Chad is a fantastic biblical thinker. He strategically uses Facebook to pastor his own people and others by writing posts that always start with: “A Few Thoughts On…” Some of the topics he has addressed are:

  • Being Extra Tired
  • Being the Main Guy
  • The School Construction (in Allen)
  • Paige Patterson and Battered Women
  • Emotional Blackmail
  • Ordinary Pastoral Struggles

I find Chad’s writing to be biblical, brave, clear and applicable.

Chad is also very witty as evidenced by a recent post about the royal wedding that many woke early to watch: “In 1776, I stopped caring about royal weddings.” Now I had not idea that Chad was that old, but I see his mind and found myself wondering what all the commotion was about since we Americans have moved onward and upward.

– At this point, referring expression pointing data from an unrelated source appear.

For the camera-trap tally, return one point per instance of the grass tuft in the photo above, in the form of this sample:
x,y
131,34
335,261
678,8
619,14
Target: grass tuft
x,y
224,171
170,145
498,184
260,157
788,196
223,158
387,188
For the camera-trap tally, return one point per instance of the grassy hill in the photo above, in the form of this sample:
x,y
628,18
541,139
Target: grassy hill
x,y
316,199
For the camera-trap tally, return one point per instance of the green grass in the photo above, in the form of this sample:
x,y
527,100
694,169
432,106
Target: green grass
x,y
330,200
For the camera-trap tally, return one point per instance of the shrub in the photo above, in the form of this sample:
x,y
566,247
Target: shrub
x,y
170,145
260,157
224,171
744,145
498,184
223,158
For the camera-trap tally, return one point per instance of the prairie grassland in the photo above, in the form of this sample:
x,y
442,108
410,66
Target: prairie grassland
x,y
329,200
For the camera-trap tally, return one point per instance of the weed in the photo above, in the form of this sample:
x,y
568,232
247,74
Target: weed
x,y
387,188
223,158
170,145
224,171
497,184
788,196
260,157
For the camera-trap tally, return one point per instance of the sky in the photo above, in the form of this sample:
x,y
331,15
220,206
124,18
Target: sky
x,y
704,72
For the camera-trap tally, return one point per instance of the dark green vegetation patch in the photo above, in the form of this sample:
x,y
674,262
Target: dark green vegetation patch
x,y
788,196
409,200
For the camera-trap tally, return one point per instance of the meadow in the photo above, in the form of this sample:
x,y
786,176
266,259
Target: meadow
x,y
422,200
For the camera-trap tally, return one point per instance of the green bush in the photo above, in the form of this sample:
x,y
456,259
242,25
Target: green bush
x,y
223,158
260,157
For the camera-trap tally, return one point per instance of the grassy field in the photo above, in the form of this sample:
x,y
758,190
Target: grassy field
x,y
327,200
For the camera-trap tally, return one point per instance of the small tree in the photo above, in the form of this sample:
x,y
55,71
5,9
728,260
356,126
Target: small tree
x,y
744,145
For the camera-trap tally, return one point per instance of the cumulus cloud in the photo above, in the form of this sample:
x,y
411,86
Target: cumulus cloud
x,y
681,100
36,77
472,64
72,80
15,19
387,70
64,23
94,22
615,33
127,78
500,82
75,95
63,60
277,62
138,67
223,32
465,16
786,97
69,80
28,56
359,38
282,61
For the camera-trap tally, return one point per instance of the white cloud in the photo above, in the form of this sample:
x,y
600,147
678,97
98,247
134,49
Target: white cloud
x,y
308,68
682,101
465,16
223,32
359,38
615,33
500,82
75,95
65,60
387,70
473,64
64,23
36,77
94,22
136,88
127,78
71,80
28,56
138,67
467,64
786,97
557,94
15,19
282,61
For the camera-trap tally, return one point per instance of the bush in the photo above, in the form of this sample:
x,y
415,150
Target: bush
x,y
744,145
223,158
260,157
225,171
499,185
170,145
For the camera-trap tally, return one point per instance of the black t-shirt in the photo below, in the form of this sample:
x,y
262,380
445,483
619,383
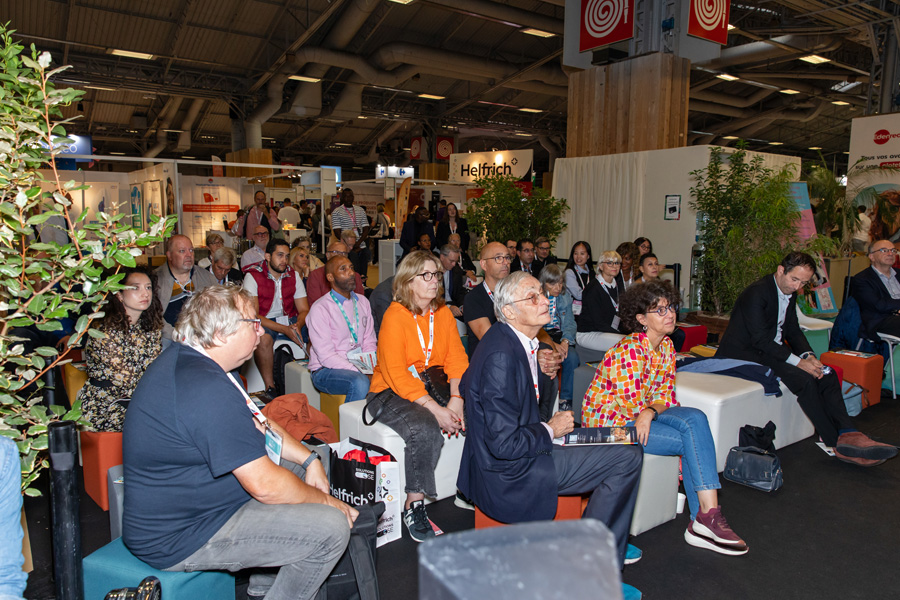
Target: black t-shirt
x,y
477,305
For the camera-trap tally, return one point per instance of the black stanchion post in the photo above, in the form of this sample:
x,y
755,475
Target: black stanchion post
x,y
65,512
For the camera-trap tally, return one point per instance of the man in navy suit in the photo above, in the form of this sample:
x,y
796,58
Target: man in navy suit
x,y
764,329
510,467
877,291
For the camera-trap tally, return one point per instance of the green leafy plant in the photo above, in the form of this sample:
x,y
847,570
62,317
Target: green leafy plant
x,y
747,223
504,212
42,283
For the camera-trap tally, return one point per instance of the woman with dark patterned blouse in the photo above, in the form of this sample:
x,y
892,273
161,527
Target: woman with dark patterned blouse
x,y
133,327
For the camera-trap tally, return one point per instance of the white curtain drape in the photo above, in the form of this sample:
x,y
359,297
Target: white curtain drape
x,y
606,197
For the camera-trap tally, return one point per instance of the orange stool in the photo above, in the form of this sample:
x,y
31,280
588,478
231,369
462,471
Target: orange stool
x,y
100,450
567,508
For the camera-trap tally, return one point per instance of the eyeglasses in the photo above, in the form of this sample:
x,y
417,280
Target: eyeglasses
x,y
428,275
257,323
664,310
535,299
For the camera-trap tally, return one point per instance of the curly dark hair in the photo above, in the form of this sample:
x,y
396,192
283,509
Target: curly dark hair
x,y
643,297
116,317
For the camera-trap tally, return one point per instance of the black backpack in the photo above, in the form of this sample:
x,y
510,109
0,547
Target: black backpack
x,y
354,577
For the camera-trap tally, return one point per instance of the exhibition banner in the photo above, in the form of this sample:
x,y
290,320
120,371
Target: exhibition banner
x,y
605,22
709,20
470,166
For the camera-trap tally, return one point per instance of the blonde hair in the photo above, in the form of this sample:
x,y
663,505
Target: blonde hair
x,y
408,269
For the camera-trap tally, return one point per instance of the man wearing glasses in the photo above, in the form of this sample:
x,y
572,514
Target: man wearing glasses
x,y
764,329
317,286
877,290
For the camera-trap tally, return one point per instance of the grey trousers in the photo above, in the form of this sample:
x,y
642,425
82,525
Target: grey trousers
x,y
304,540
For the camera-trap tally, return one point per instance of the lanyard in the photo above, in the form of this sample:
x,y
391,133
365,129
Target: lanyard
x,y
426,351
353,331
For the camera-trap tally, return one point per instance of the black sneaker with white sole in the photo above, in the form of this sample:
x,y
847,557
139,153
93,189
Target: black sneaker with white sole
x,y
416,520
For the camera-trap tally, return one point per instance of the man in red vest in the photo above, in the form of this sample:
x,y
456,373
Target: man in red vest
x,y
280,300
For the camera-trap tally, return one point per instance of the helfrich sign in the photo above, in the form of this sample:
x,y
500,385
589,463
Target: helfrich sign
x,y
473,165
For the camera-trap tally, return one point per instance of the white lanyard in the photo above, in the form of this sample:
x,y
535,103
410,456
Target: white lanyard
x,y
426,351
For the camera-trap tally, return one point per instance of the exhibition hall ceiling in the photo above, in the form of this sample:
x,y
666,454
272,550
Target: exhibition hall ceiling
x,y
350,82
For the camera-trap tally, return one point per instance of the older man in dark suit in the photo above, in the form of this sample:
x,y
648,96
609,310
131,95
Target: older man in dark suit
x,y
764,329
510,467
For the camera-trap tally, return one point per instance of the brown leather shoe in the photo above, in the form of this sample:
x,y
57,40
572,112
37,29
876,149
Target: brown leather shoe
x,y
856,444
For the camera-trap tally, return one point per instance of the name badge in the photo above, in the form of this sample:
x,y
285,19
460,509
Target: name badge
x,y
273,445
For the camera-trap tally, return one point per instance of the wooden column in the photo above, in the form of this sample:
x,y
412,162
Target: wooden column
x,y
629,106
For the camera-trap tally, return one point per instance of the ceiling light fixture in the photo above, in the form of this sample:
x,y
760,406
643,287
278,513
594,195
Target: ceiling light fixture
x,y
815,59
130,54
537,32
305,78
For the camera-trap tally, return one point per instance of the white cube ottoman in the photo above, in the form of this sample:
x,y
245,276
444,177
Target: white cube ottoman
x,y
381,435
730,403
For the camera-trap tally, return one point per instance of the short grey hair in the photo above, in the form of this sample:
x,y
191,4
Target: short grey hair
x,y
225,255
212,315
448,249
505,294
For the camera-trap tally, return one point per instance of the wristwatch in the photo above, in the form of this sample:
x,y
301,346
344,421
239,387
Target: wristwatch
x,y
312,456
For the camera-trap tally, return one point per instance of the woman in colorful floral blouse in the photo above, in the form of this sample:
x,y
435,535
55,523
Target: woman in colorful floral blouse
x,y
133,327
635,386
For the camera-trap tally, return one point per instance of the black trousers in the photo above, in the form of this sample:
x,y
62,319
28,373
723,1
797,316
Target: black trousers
x,y
611,473
820,399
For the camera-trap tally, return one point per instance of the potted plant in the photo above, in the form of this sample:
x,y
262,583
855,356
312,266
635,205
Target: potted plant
x,y
504,212
42,283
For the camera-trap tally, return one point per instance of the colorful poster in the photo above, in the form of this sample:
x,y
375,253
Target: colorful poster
x,y
605,22
709,20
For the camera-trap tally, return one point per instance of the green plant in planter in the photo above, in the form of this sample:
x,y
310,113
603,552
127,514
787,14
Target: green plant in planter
x,y
747,223
503,212
41,283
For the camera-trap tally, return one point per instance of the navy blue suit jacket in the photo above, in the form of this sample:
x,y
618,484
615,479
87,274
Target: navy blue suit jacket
x,y
875,302
507,468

I have already alluded to this, but I very much admire Chad’s courage. Despite his telling me he does not like confrontation, I like that he is willing to go to bat for his convictions when he thinks an issue truly matters. Most recently he has been quite critical of Paige Patterson and Southwestern Baptist Theological Seminary because of the way they have handled a recent controversy surrounding comments by Patterson. I believe Chad’s criticism is valid, and I admire that he has the backbone to express it in a straightforward and substantive way.

Suffice it to say, I truly admire Chad and I hope it continues to quietly and faithfully serve the Lord Jesus and His people in Allen, Oklahoma. If the Lord should give him a larger church and bigger platform, I trust he will be faithful with it and thankful for it also.

If you are reading this, perhaps God will impress it upon your heart and mind to think of someone who is serving quietly and faithfully, but gets little or no recognition in ministry circles. Maybe instead of tweeting our own successes, you and I could do a better job of honoring and building others up. In the final analysis, the only applause that will matter in the end is that of the Lord Jesus Christ, but until then, maybe each of us could do our part to spur someone else on toward love and good deeds, building them up as a part of the Universal Church of Jesus Christ.